Iron condors on CUBI are a delta-neutral premium-collection structure that profits if CUBI stock stays inside the inner short strikes; short strikes typically sit near 1 standard deviation from spot.

CUBI thesis for this iron condor

The market-implied 1-standard-deviation range for CUBI extends from approximately $71.15 on the downside to $86.93 on the upside. A CUBI iron condor is a delta-neutral premium-collection structure that pays off when CUBI stays inside the inner short strikes through expiration; the wing width should reflect the trader's tolerance for the maximum loss scenario where the underlying breaches an outer strike. Current CUBI IV rank near 15.59% sits in the lower third of its 1-year distribution, where IV often re-expands toward the mean; this favors premium-buying structures and disadvantages premium-selling structures on CUBI at 34.80%. As a Financial Services name, CUBI options can move on sector-level news flow (peer earnings, regulatory updates, industry-specific macro data) in addition to CUBI-specific events.

CUBI iron condor positions are structurally neutral / range-bound; the modeled P&L assumes European-style exercise at expiration and ignores early assignment, transaction costs, dividends paid before expiry on the stock leg (when present), and the bid-ask spread on the listed chain. CUBI positions also carry Financial Services sector concentration risk; news flow inside the sector (peer earnings, regulatory shifts, supply-chain headlines) can move CUBI alongside the broader basket even when CUBI-specific fundamentals are unchanged. Short-premium structures like a iron condor on CUBI carry tail risk when realized volatility exceeds the implied move; review historical CUBI earnings reactions and macro stress periods before sizing. Always rebuild the position from current CUBI chain quotes before placing a trade.

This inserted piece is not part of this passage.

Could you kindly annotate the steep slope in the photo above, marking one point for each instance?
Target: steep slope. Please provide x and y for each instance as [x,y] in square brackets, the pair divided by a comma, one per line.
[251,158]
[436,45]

Frequently asked questions

What is a iron condor on CUBI?
A iron condor on CUBI is the iron condor strategy applied to CUBI (stock). The strategy is structurally neutral / range-bound: An iron condor sells a call spread and a put spread at strikes outside spot, collecting net premium that is kept if the underlying stays inside the inner short strikes. With CUBI stock trading near $79.04, the strikes shown on this page are snapped to the nearest listed CUBI chain strike and the premiums come straight from the end-of-day bid/ask midpoint.
How are CUBI iron condor max profit and max loss calculated?
Max profit equals the net credit times 100 inside the inner strikes; max loss equals wing width minus credit times 100. Two breakevens at inner strikes plus and minus the credit. For the CUBI iron condor priced from the end-of-day chain at a 30-day expiry (ATM IV 34.80%), the computed maximum profit is $295.00 per contract and the computed maximum loss is -$205.00 per contract. Live intraday quotes will differ as the chain moves through the trading session.
What is the breakeven for a CUBI iron condor?
The breakeven for the CUBI iron condor priced on this page is roughly $72.05 and $85.45 at expiration, derived from end-of-day chain premiums. Breakeven is the underlying price at which the strategy's P&L crosses zero ignoring transaction costs and assignment risk. The current CUBI market-implied 1-standard-deviation expected move is approximately 9.98%; if the move sits well outside the breakeven distance, the structure's risk-reward becomes correspondingly tighter.
When should you consider a iron condor on CUBI?
Iron condors on CUBI are a delta-neutral premium-collection structure that profits if CUBI stock stays inside the inner short strikes; short strikes typically sit near 1 standard deviation from spot.
How does current CUBI implied volatility affect this iron condor?
CUBI ATM IV is at 34.80% with IV rank near 15.59%, which is on the low end of its 1-year range. Premium-buying structures (long call, long put, debit spreads) are relatively cheap in this regime; premium-selling structures collect less credit per unit risk.